Holocaust centre investigates role of local authorities during WWII

Rotterdam was heavily bombed in World War II
Rotterdam was heavily bombed in World War II

Holocaust and genocide study centre NIOD has announced the start of a comprehensive investigation into the role played by the Dutch association of local authorities VNG during and after World War II.

The research, commissioned by the VNG, will be focusing on how Dutch local authorities functioned between 1933 and 1946. It comes after a preliminary probe initiated by the four big cities of the Netherlands into the role of the local authorities in issues such as the disenfranchisement of Jews, the expropriation of their homes and goods, and the restoration of their rights.

In Amsterdam the investigation was prompted by Dutch Rail’s decision to compensate relatives of those put on transport to the camps. This threw up questions about the role of public transport company GVB’s role in helping the Nazis transport Jews in the capital.

The city earlier agreed to donate €10m to the city’s Jewish community to compensate for the way survivors of the Nazi death camps were forced to pay missed taxes on their return.

‘The history of the association during wartime has been documented in a fragmentary way. It has never been properly looked at and that makes it of great social and scientific importance,’ NIOD director Frank van Vree said.

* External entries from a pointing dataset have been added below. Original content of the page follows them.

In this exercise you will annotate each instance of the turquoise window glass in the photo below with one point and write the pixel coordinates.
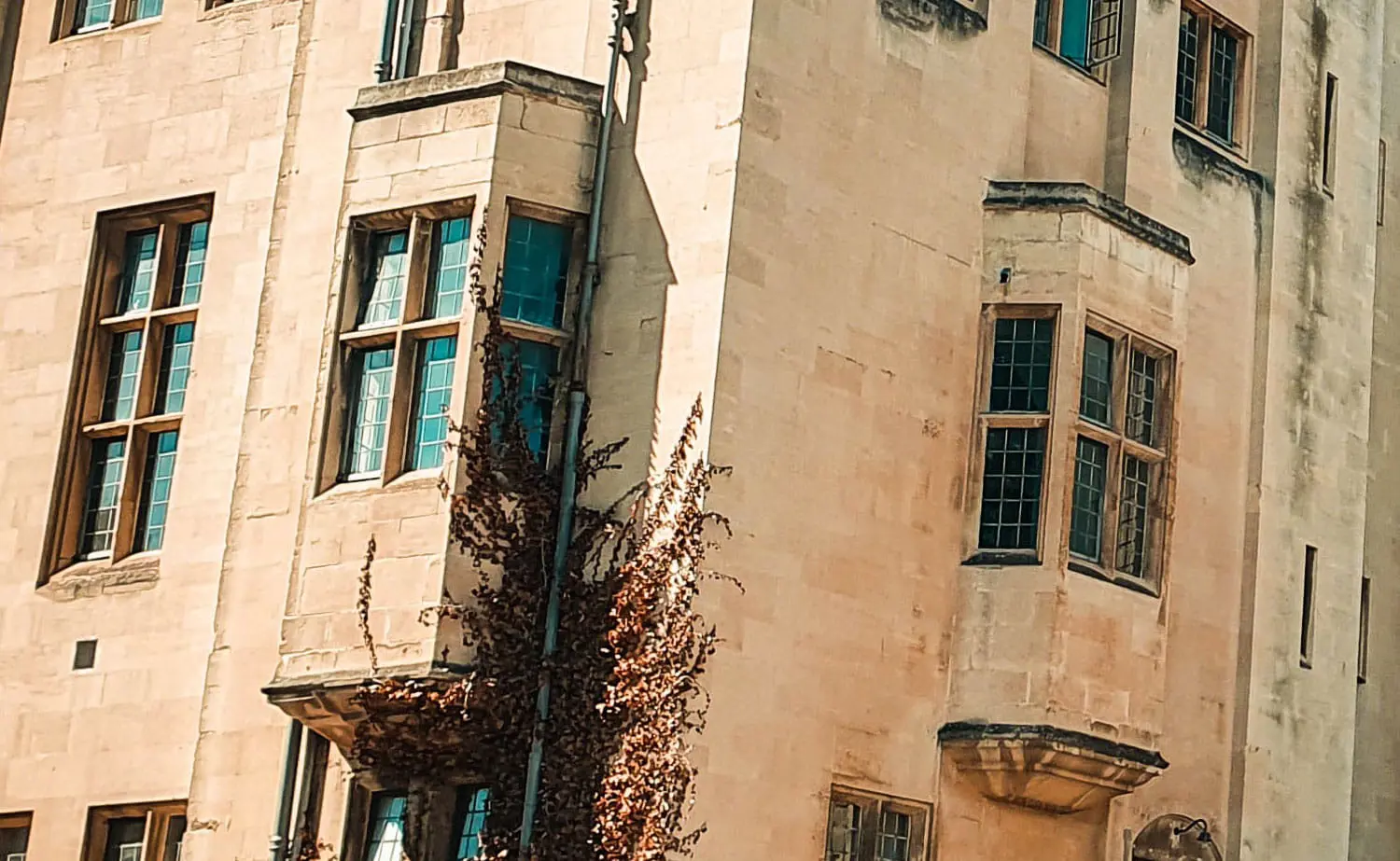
(433, 395)
(156, 491)
(535, 271)
(371, 375)
(450, 268)
(175, 360)
(189, 263)
(137, 271)
(104, 492)
(123, 368)
(472, 807)
(385, 279)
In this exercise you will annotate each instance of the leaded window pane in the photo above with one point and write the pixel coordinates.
(386, 818)
(1142, 397)
(892, 843)
(123, 368)
(1011, 488)
(1097, 381)
(1091, 466)
(1134, 527)
(1021, 358)
(843, 832)
(371, 374)
(104, 493)
(473, 807)
(1220, 104)
(125, 839)
(535, 271)
(433, 394)
(175, 363)
(450, 268)
(189, 263)
(137, 271)
(1187, 66)
(156, 491)
(386, 279)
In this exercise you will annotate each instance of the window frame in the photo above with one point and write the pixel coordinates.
(1120, 446)
(20, 821)
(160, 818)
(1209, 22)
(86, 423)
(986, 420)
(413, 329)
(873, 808)
(123, 13)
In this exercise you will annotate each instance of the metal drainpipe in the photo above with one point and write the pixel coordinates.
(577, 400)
(286, 793)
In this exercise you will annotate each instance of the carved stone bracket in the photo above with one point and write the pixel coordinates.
(1044, 768)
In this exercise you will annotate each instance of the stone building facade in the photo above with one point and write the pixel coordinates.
(1047, 340)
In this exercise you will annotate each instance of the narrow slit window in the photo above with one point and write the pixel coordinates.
(156, 491)
(437, 358)
(1329, 134)
(175, 363)
(103, 497)
(1305, 646)
(189, 263)
(386, 277)
(451, 266)
(367, 430)
(1364, 633)
(473, 805)
(122, 372)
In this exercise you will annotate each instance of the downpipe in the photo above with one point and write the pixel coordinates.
(577, 403)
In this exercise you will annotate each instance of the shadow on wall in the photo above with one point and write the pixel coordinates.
(8, 45)
(637, 276)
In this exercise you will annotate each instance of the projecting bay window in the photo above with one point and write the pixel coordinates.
(402, 322)
(131, 382)
(1120, 455)
(1085, 33)
(89, 16)
(870, 827)
(1014, 432)
(1210, 75)
(153, 832)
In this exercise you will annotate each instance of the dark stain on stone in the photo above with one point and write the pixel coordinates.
(923, 16)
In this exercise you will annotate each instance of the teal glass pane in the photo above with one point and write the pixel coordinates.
(535, 271)
(189, 262)
(1097, 380)
(94, 13)
(371, 377)
(156, 491)
(431, 396)
(386, 813)
(386, 277)
(123, 369)
(103, 497)
(1021, 355)
(450, 268)
(137, 271)
(1091, 471)
(1074, 31)
(175, 360)
(472, 807)
(537, 364)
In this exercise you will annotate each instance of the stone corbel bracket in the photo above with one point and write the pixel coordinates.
(1044, 768)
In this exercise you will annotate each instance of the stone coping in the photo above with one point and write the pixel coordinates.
(472, 83)
(1078, 196)
(972, 731)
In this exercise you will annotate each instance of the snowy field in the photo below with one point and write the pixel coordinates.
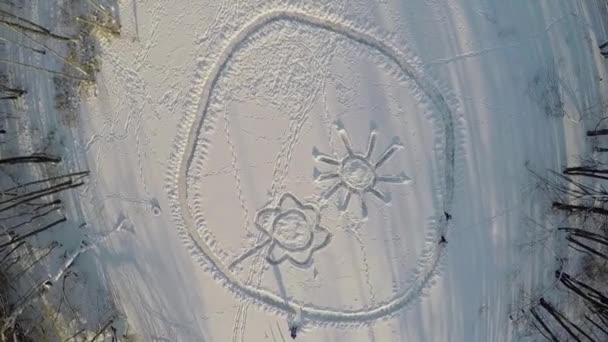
(358, 169)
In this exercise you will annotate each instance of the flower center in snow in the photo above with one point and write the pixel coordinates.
(357, 173)
(292, 230)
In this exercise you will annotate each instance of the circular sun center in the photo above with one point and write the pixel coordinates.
(357, 173)
(291, 229)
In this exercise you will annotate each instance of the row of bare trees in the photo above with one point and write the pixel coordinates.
(34, 188)
(580, 194)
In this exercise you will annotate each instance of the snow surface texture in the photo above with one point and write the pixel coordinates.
(311, 157)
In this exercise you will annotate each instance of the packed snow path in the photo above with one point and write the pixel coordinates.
(295, 163)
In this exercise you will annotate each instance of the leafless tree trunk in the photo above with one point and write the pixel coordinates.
(563, 321)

‘At the heart of this investigation lies accountability, or how war and occupation affected public administration in the Netherlands.’

The final report is expected in 2024.

The Netherlands is still struggling to come to terms with the way it treated Jews who returned home in 1945 and whose property and possessions had been stolen or lost.

Only 35,000 of the country’s Jewish population of 140,000 survived the war and 102,000 of the 107,000 who were deported to death camps were killed.